Agriculture
Response of soil fungal communities to continuous cropping of flue-cured tobacco
S. Wang, J. Cheng, et al.
This groundbreaking study by Shengnan Wang, Jiangke Cheng, Tong Li, and Yuncheng Liao reveals how continuous flue-cured tobacco cropping transforms soil fungal communities, enhancing beneficial fungi while also raising concerns about pathogenic varieties. Through innovative methodologies like qPCR and high-throughput sequencing, discover the critical soil factors driving these changes and the implications for agricultural practices.
~3 min • Beginner • English
Introduction
Flue-cured tobacco is generally intolerant to continuous cropping, yet land limitations and practices in mountainous areas of southwest China often lead to continuous monoculture. Repeated cropping can cause soil nutrient loss and imbalance (N, P, K), decreased soil enzyme activity, and reduced yield and quality. Soil microorganisms are key to nutrient cycling, organic matter decomposition, and plant health, and microbial community structure is a sensitive indicator of soil quality. Root exudates and altered soil properties under continuous cropping can shift microbial biomass and diversity and promote soil-borne diseases. Fungal communities, strongly influenced by soil physicochemical properties (e.g., pH, enzymes), include both plant pathogens and beneficial taxa. Agricultural management, including continuous cropping, can enrich plant pathogens via persistent root exudation and disrupt agroecosystem health. The study hypothesized that different continuous cropping durations would select distinct soil fungal communities due to differences in soil physicochemical properties. Objectives were: (1) to determine the effects of continuous flue-cured tobacco cropping on soil properties and fungal communities (abundance, diversity, composition), and (2) to examine correlations between soil properties and fungal communities under continuous cropping systems.
Literature Review
Prior research shows continuous cropping in various crops (eggplant, cotton, soybean) increases pathogen prevalence. In tobacco, most work has focused on microbial quantity and bacterial communities, leaving fungal community responses less explored. Fungal community structure is shaped by soil chemistry, pH, and enzyme activity, and management practices (tillage, rotations, continuous monoculture) significantly affect fungal abundance and diversity. Continuous cropping can reduce enzyme activity and alter the balance among dominant fungal phyla. Some fungal groups (e.g., Mortierellomycota) are linked to phosphorus solubilization, while others (e.g., Hypocreales including Fusarium and Cylindrocarpon) include potential pathogens that may proliferate under monoculture. Studies in other systems (soybean, banana, strawberry) report that long-term monoculture can increase certain available nutrients and restructure microbial networks, sometimes yielding complex co-occurrence patterns with keystone taxa that are not necessarily the most abundant.
Methodology
Experimental site: Long-term field experiment at Panzhihua Flue-cured Tobacco Experimental Station, Panzhihua City, Sichuan, China (27°04′N, 101°45′E; 2080 m a.s.l.), subtropical dry-hot valley climate, mean annual precipitation 1065 mm (June–October), 2307 h sunshine, mean annual temperature 19.2 °C. Soil classified as Alumi-Ferric Alisols; field flat with uniform fertility. Fertilization: 750 kg ha−1 compound fertilizer (N:P2O5:K2O = 1:1.5:3) annually. Variety: Yunyan87.

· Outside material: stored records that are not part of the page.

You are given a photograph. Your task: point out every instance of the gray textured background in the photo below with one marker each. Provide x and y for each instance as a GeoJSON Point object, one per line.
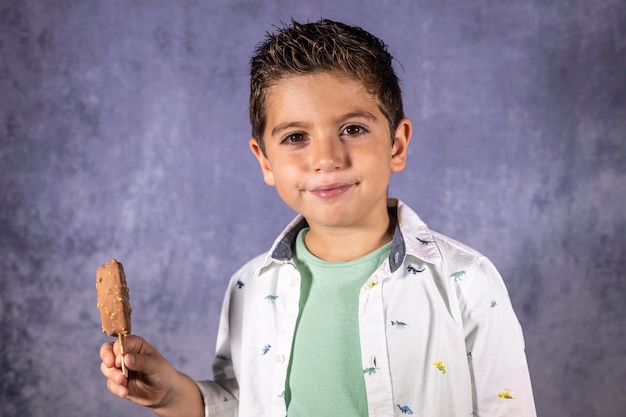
{"type": "Point", "coordinates": [124, 134]}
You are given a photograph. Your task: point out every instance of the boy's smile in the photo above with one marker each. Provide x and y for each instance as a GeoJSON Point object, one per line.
{"type": "Point", "coordinates": [329, 153]}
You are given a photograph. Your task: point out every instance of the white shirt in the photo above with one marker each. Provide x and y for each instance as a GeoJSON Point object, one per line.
{"type": "Point", "coordinates": [439, 336]}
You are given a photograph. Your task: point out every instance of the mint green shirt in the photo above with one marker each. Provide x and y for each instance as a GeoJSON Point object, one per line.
{"type": "Point", "coordinates": [325, 376]}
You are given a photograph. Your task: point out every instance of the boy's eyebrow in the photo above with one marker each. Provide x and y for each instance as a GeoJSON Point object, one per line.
{"type": "Point", "coordinates": [289, 125]}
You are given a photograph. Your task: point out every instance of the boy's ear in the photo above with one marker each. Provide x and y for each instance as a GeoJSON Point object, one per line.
{"type": "Point", "coordinates": [266, 168]}
{"type": "Point", "coordinates": [400, 146]}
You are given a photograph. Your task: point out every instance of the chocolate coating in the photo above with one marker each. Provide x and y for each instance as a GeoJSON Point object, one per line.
{"type": "Point", "coordinates": [113, 298]}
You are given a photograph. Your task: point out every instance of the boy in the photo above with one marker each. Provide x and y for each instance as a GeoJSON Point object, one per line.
{"type": "Point", "coordinates": [358, 308]}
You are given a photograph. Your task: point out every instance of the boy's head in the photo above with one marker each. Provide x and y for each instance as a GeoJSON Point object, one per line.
{"type": "Point", "coordinates": [323, 46]}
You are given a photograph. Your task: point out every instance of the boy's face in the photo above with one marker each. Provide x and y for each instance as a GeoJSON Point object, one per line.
{"type": "Point", "coordinates": [328, 150]}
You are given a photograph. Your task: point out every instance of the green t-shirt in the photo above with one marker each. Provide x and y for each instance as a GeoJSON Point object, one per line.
{"type": "Point", "coordinates": [325, 376]}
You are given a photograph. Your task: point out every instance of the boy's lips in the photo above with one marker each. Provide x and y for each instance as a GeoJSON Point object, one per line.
{"type": "Point", "coordinates": [329, 191]}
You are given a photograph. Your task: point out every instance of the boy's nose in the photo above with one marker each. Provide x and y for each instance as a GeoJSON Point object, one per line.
{"type": "Point", "coordinates": [328, 155]}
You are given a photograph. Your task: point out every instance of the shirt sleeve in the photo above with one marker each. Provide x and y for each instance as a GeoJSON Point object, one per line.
{"type": "Point", "coordinates": [219, 400]}
{"type": "Point", "coordinates": [495, 348]}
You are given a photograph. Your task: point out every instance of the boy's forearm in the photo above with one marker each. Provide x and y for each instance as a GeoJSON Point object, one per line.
{"type": "Point", "coordinates": [185, 400]}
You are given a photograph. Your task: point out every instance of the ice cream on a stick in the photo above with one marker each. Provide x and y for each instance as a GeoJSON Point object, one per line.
{"type": "Point", "coordinates": [114, 303]}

Experimental design and sampling: Three treatments: continuous cropping for 3 years (3ys), for 5 years (5ys), and cropping for 1 year (CK). Randomized block design with three replicates; plot size 330 m² (33 m × 10 m). Tobacco transplanted May 1 to August 31 annually; fields left fallow otherwise. On July 5, 2018 (65 days after transplanting), five cores (0–20 cm) from rhizosphere zone per plot were composited, large debris removed (2 mm sieve). Nine composite samples (3 treatments × 3 reps) were obtained. Samples were split: −80 °C for DNA; 4 °C for soil properties and enzyme assays.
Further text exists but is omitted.